Indian Motorcycle Forum banner
  • Hey everyone! Enter your ride HERE to be a part of JUNE's Ride of the Month Challenge!

1 - 19 of 19 Posts

·
Registered
Joined
·
33 Posts
Discussion Starter · #1 ·
Going to be taking my very first long ride. it will be 8 hours long at least. that being said besides for rain gear what are some must have things? I know a small tool kit, chargers for our phones and helmets. what else do you recommend?

thanks guys.
 

·
Silver member
Joined
·
5,098 Posts
If you are not riding locally then...

Eight hours is not incredibly long, but if you are going to be out without a possible service location then a compact plug and patch tire kit and tender style air compressor is always a good idea. And a brick charger to run the compressor so you don't run your battery down filling your tire.

Simple stuff to like an extra CR2032 battery or know your start code and sequence if your FOB dies, a flashlight, some extra bungees or rope if you are carrying anything outside your storage compartments. A few terry towels if you get caught in a heavy rain just to take moisture off your dash areas.

If you are riding backroads and not interstate an old fashioned road atlas is good to have. A backpacker tarp with stuff sack if rain is predicted so if you need to pull over you can make some shelter for your self and for your bike. That is heavy downpour type thinking, but trust me it comes in handy. Been there done that.

Warm gloves and light weight gloves.
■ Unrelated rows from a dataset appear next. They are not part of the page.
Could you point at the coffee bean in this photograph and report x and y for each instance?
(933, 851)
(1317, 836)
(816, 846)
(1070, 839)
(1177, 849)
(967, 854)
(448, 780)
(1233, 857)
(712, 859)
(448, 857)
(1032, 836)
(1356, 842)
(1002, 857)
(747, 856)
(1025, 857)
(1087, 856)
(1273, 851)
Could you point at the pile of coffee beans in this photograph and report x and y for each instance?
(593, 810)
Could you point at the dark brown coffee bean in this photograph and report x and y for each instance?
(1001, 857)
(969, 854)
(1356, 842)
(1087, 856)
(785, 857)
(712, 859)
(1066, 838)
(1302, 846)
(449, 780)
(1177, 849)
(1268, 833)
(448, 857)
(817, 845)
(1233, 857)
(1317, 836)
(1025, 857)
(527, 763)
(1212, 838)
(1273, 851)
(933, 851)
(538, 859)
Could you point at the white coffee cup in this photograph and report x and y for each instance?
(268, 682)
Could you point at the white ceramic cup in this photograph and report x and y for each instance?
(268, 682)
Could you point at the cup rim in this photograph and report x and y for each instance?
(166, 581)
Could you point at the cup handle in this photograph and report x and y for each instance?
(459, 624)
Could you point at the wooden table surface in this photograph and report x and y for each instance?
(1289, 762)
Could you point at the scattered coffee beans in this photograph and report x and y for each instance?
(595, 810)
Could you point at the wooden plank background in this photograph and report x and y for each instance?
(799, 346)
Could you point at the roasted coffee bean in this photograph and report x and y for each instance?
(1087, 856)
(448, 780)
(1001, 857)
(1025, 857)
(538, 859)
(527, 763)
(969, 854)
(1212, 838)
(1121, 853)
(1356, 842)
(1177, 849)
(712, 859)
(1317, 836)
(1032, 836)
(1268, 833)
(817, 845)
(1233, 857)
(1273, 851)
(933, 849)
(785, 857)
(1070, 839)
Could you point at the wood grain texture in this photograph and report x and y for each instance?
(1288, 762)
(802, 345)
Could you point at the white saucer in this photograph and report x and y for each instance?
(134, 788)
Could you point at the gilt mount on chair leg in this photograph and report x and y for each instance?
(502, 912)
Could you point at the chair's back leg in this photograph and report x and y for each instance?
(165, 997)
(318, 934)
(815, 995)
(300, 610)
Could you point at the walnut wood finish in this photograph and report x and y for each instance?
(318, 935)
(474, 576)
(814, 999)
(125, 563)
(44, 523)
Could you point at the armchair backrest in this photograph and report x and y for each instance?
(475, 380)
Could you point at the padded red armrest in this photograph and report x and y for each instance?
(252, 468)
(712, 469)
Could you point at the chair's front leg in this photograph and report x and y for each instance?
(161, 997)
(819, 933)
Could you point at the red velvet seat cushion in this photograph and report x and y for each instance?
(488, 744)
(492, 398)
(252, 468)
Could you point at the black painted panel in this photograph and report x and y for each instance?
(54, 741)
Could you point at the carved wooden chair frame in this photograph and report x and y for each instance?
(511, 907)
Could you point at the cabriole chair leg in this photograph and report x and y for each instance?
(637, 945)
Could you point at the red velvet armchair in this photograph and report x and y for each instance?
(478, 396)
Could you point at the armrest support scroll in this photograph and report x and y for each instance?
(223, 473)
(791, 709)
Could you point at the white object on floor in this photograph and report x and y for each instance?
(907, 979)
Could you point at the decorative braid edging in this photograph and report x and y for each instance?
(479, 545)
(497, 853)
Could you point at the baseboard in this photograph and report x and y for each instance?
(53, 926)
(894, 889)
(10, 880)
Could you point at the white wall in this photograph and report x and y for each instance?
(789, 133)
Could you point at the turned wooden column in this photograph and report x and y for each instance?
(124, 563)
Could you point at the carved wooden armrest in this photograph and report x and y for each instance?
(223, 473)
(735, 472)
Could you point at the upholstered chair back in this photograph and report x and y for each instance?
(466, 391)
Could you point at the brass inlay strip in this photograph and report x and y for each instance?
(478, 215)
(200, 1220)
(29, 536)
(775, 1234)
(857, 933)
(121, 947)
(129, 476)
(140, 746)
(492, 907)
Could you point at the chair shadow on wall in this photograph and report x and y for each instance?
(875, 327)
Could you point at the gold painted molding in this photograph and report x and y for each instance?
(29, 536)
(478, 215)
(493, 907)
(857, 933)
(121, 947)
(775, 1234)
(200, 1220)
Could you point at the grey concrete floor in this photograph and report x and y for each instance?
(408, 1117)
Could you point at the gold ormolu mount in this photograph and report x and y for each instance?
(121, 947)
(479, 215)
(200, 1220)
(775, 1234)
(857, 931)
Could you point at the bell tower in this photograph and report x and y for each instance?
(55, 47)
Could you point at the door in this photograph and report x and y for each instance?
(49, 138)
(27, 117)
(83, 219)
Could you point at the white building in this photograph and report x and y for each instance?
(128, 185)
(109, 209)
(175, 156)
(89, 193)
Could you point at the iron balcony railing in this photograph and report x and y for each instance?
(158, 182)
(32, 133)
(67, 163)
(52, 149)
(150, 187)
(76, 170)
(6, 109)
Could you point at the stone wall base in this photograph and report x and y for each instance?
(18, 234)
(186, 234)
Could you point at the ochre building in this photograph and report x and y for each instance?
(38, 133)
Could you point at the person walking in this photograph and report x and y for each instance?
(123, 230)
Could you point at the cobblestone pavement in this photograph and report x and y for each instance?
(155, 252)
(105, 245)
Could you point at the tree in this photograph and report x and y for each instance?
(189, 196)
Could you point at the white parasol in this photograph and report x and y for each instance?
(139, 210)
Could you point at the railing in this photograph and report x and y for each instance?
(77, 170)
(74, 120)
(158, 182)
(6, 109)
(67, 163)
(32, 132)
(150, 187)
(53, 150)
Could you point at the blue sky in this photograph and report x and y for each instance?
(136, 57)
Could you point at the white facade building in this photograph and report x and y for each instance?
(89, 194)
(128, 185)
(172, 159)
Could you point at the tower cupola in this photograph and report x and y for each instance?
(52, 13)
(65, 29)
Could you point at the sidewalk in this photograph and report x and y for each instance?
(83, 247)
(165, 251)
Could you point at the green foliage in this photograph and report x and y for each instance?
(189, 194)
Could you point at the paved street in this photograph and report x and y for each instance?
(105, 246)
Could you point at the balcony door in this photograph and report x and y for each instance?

One extra pair of daytime riding glasses and one extra pair of night time clear glasses.

But mostly check your predicted weather patterns from start to destination and you decide...

But I am assuming you are riding 8 hours into places unknown. If it is an 8 hour journey to sisters house in the same state. No big deal. You know where to get everything you need if something happens. ;)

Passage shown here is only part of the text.